Issue (i): Whether Rule 4(A) of the Central Civil Services (Conduct) Rules, 1955 was valid in so far as it prohibited demonstrations and strikes by Government servants.
Analysis: The provision was examined in the light of the rights guaranteed by Article 19(1)(a) and Article 19(1)(b) of the Constitution of India. A total prohibition on demonstrations was held to infringe those freedoms, while a prohibition on strikes was distinguished because there is no fundamental right to resort to a strike. The validity of the rule therefore depended on separating the two parts of the restriction.
Conclusion: Rule 4(A) was invalid to the extent that it prohibited demonstrations, but it remained valid insofar as it prohibited strikes.
Issue (ii): Whether Rule 4(B) of the Central Civil Services (Conduct) Rules, 1955 was valid in so far as it required Government servants to cease membership of an unrecognized or de-recognized service association.
Analysis: The rule was tested against Article 19(1)(c) of the Constitution of India and the saving provision in Article 19(4). The restriction was held not to be saved because the connection between recognition or withdrawal of recognition of an association and public order was neither proximate nor direct. The conditions governing recognition could operate on grounds unrelated to public order, making the restriction excessive and destructive of the right to form associations.
Conclusion: Rule 4(B) was invalid.
Issue (iii): Whether departmental proceedings founded on charges based on the invalid part of Rule 4(A) could be sustained.
Analysis: The charges against the respondent were based on participation in demonstrations and preparation for a strike, and not on participation in a strike as such. Since the charge rested on the part of Rule 4(A) that was held invalid, the proceedings could not survive.

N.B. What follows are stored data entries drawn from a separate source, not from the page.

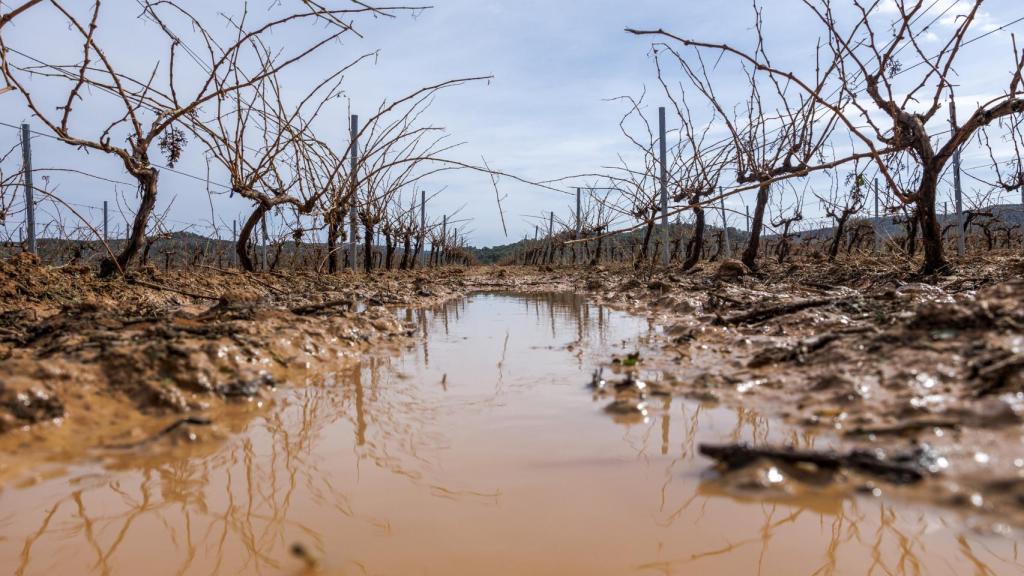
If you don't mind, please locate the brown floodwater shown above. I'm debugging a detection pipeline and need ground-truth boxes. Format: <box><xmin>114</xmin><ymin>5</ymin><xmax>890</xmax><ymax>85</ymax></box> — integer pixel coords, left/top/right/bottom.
<box><xmin>2</xmin><ymin>292</ymin><xmax>1022</xmax><ymax>575</ymax></box>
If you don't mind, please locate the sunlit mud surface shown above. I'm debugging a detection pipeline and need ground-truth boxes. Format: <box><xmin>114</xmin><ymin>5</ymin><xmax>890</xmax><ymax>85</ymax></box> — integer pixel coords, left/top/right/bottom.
<box><xmin>2</xmin><ymin>292</ymin><xmax>1022</xmax><ymax>575</ymax></box>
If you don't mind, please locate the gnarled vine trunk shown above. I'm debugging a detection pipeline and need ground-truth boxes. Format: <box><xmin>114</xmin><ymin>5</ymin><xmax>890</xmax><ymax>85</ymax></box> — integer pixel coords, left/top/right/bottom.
<box><xmin>363</xmin><ymin>221</ymin><xmax>374</xmax><ymax>272</ymax></box>
<box><xmin>683</xmin><ymin>204</ymin><xmax>705</xmax><ymax>272</ymax></box>
<box><xmin>99</xmin><ymin>168</ymin><xmax>157</xmax><ymax>277</ymax></box>
<box><xmin>326</xmin><ymin>213</ymin><xmax>341</xmax><ymax>274</ymax></box>
<box><xmin>384</xmin><ymin>232</ymin><xmax>395</xmax><ymax>270</ymax></box>
<box><xmin>915</xmin><ymin>172</ymin><xmax>947</xmax><ymax>273</ymax></box>
<box><xmin>236</xmin><ymin>203</ymin><xmax>270</xmax><ymax>272</ymax></box>
<box><xmin>741</xmin><ymin>182</ymin><xmax>769</xmax><ymax>271</ymax></box>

The invalidity of that part of the rule necessarily undermined the departmental action founded upon it.
Conclusion: The departmental proceedings based on that charge were unsustainable and had to be quashed.
Final Conclusion: The challenge to Rule 4(B) succeeded, the challenge to Rule 4(A) succeeded only in part, and the disciplinary proceedings based on the invalid portion of Rule 4(A) could not stand.
Ratio Decidendi: A restriction on the constitutional right to form associations must have a real, proximate and direct relation to public order to be saved by Article 19(4), and a departmental charge founded exclusively on an invalid portion of a service rule cannot sustain disciplinary proceedings.